Entre ces deux moments de son existence, Alan Turing devint, durant la Seconde Guerre mondiale, l’homme qui perça le secret d’Enigma, la machine de cryptage allemande, réputée inviolable. Ce faisant, Turing changea le cours de l’Histoire en réduisant d’au moins deux ans la durée du conflit et en évitant des milliers de morts supplémentaires…
Mais si la course contre le temps de Turing et d’une improbable équipe de savants, linguistes, champion d’échecs et agents secrets, est bien au coeur d’Imitation Game, c’est pour le portrait d’Alan Turing que le film réalisé par le Norvégien Morten Tyldum, mérite l’attention. Dans l’Angleterre du Blitzkrieg, Alan Turing, éminent mathématicien, adepte de la course à pied et professeur à Cambridge, s’installe sans autre forme de procès dans le bureau du commandant Denniston, le directeur de Bletchley Park. En apparence, c’est une usine qui fabrique des radios. Dans la réalité, c’est le discret centre où les cryptanalystes britanniques s’épuisent en vain à tenter de décoder les messages nazis. Pas forcément content de lui mais certain de son talent, Turing est du genre à dire à Denniston qu’il ne comprend rien à rien. Autant dire que le dit commandant, s’il embauche Turing, va prendre le matheux en grippe.
Mais Alan Turing, par l’entremise de Stewart Menzies, le redouté patron du MI6, les services secrets britanniques, obtiendra (difficilement quand même) les moyens de mener à bien son entreprise. En l’occurrence « craquer » Enigma. Mais pour cela l’intelligence humaine est insuffisante et Turing élabore une machine complexe. Mais dont les résultats se font attendre…
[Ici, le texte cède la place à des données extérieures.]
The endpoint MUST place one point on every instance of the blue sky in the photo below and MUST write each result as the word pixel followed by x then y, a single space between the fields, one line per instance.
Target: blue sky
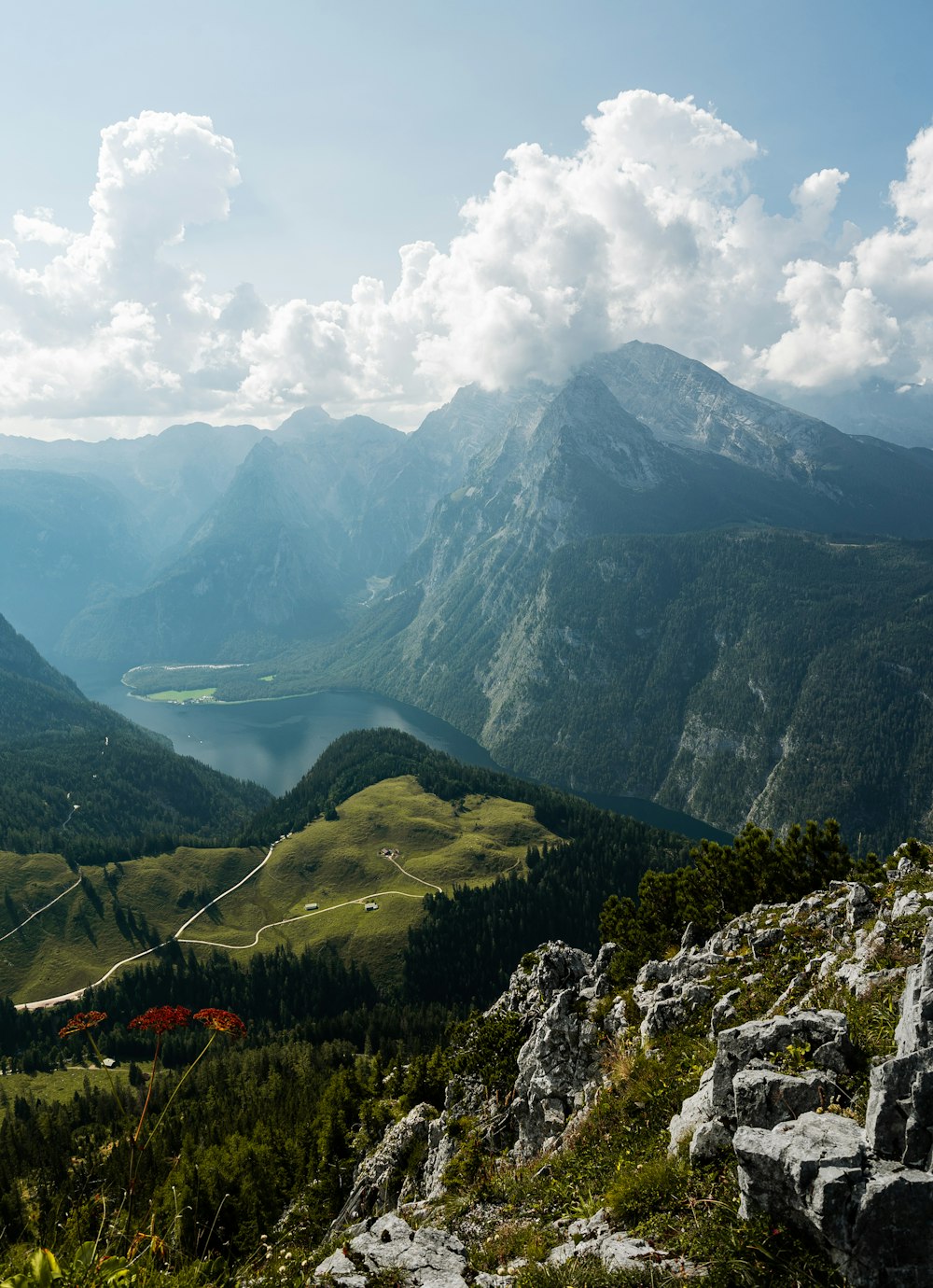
pixel 358 128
Révélé par Buddy (2003), un gros succès en Norvège, le cinéaste propose, ici, un film très soigné, notamment dans la reconstitution historique, qui mêle le biopic, l’étude de personnage et même le thriller. Si Alan Turing est une icône dans le milieu de la programmation, il est cependant un illustre inconnu pour le grand public. On va donc découvrir, dans Imitation Game, une personnalité hors du commun, à la fois génie et héros de guerre mais aussi intellectuel imbu de sa science ou outsider qui réalise ce que d’autres jugent superflu ou inutile. Benedict Cumberbatch apporte à Turing une sensibilité à fleur de peau, l’habitus d’un scientifique complexe et passionné et l’excentricité d’un original hyperdoué mais incapable de communiquer avec les autres.
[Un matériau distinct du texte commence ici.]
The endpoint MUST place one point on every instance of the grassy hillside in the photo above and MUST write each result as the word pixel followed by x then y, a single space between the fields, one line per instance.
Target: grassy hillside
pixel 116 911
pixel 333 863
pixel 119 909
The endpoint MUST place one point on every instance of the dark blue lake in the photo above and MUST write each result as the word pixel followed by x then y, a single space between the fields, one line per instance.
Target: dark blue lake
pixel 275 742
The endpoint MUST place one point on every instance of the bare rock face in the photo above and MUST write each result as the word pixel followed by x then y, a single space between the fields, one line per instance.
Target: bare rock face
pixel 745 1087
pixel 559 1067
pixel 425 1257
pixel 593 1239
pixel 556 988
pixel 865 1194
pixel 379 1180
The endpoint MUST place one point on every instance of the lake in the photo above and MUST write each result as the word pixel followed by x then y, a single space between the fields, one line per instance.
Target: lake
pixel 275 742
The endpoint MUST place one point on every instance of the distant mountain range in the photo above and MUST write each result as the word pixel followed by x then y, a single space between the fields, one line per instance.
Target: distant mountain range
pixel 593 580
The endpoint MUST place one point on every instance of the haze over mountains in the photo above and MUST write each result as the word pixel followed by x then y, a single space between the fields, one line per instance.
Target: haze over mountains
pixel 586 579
Pour arriver à s’imposer et à imposer sa machine, Alan Turing devra affronter les militaires, composer avec les services secrets, se défaire plus tard de la police qui le suspecte d’être un espion soviétique et enfin taire son homosexualité. Il recevra l’aide de Joan Clarke, mathématicienne de talent qui présente toutes les qualités qui font défaut à Turing. Elle se fiancera même avec lui pour donner brièvement le change d' »une vie normale ».
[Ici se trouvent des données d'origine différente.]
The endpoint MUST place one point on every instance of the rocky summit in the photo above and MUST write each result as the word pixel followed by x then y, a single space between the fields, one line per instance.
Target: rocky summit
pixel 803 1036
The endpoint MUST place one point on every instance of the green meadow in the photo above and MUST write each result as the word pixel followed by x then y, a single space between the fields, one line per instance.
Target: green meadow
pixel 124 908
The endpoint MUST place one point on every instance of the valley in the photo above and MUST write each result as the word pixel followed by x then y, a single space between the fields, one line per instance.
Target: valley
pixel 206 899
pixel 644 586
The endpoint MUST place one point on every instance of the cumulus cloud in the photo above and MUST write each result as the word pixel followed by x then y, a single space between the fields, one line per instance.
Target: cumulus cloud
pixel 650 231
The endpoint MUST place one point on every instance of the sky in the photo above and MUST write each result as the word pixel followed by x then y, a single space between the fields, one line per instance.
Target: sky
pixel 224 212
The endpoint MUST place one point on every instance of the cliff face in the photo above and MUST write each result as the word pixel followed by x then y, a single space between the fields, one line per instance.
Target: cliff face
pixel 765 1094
Entouré de bons comédiens, dont Keira Knightley en Joan Clarke, Benedict Cumberbatch est omniprésent à l’image. Le Londonien de 38 ans a été rendu célèbre par le personnage de Sherlock Holmes dans l’adaptation de la BBC et on l’a vu notamment dans La taupe (2011), Twelve Years a Slave (2013), Un été à Osage County (2013) ou Le 5e pouvoir (2013) où il incarnait Julian Assange. Le regard très clair, presque délavé, il est un Alan Turing déterminé et obstiné, parfois maladroit mais tout à fait inoffensif, un marginal aussi auquel on niera le droit à sa différence. Turing correspond parfaitement à ces mots que l’on entend plusieurs fois dans le film: « Ceux dont on n’attend rien sont ceux qui font des choses auxquelles nul ne s’attend. »
IMITATION GAME Drame (USA – 1h55) de Morten Tyldum avec Benedict Cumberbatch, Keira Knightley, Matthew Goode, Mark Strong, Rory Kinnear, Charles Dance, Allen Leech, Matthew Beard, Alex Lawther. Dans les salles le 28 janvier.